Harvey looking down at the balcony, wishing he knew how to play a pipe-organ, and that he had half-a-face mask.
After taking a tour of the church (just walk in and ask to see the place, the front desk is very accommodating), we decided to take a stroll.

Harvey poses in front of one of Portland's signature bridges.

Harvey in front of Portlandia, the second largest pounded copper statue after the Statue of Liberty.  






Mom and I almost missed it. We circled the Portland building one whole time before looking up. 
It's kind of scary.
but you enjoyed Cowboys and Aliens before, Harvey!
 Finally we headed up to Portland's Alphabet district and did some window shopping before heading North towards the Peculiarium, a unique little kitschy shop/museum that's somewhat, well, peculiar. It's got zombie babies, alien abductions, and a whole variety of voodoo tchotchkes. It's odd, but I really enjoyed it, it's certainly worth a look if you're into the hodge-podge of bizarre. Harvey on the other hand seemed just a little bit uncomfortable there. 

Then it was off to Seaside. Another couple hour drive away and there we were! In the rain. I played on the beach, I swung on the swing for hours and hours, I went to Mostly Hats, and ate lots and lots of Seaside Saltwater Taffy. All-the-while it rained so hard, sideways, that I got swimmers ear from walking eastward. I kid you not, stepping outside could get you wet to the bone. Luckily, I'm a web-footed Seattleite and didn't mind in the least.
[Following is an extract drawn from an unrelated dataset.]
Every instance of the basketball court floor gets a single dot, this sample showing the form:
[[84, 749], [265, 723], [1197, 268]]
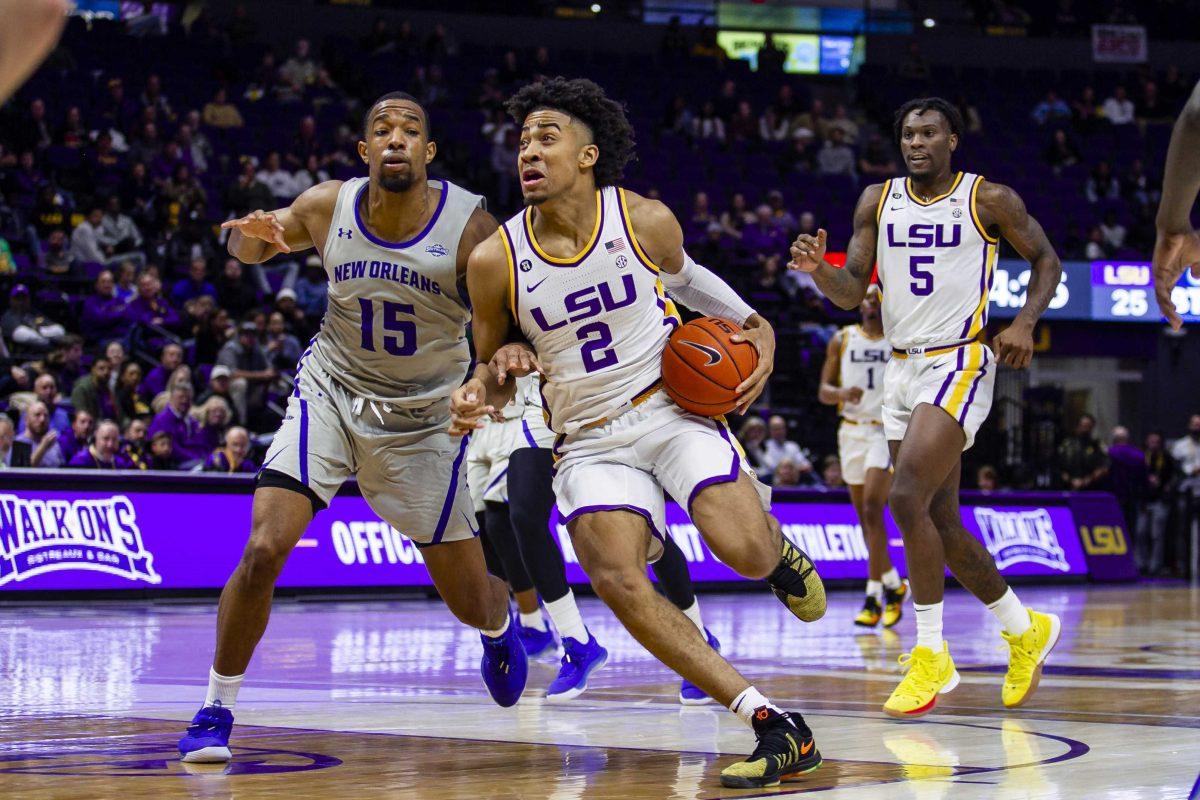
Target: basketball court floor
[[383, 699]]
Harvey elected to stay in the motel, due to a skin condition. He didn't seem too upset. I'm not sure why...
I'm afraid Seaside wasn't too well documented because of the torrential downpour, but it was a great couple of days. You'll just have to take my word for it. On the way home, we stopped at Fort Clatsop, the winter quarters for Lewis and Clark's Core of Discovery when they landed on the West Coast.

Harvey redubs Fort Clatsop, Fort Harvey.
"This place needs pillows!"
Then we stopped at North Head, which sits between Cape Disappointment and the Dismal Niche. (Gotta love grumpy explorer names). It's not only very pretty but also on of the foggiest spots on the west coast and home to a whole host of ship-wrecks. I was busy snapping pictures of the cool coastline and mom was engaged in watching the squadrons of Pelicans that were flying past.

I don't know about anyone else, but Harvey kept humming the theme to Jurassic Park and making me nervous.





At the end of the bluff is the North Head lighthouse, an extremely old and still functioning lighthouse. Harvey took a moment to enjoy the fog. Luckily the lighthouse is still functioning, so Harvey was confident he wouldn't get lost at sea.


After one final look at the sea, we all piled back in the car and headed inland again. Even though it rained for most of the vacation, Harvey still had a great time, although I suspect that might be somehow related to fact that he's smelled like Taffy, ever since he got home, but I'm not really sure.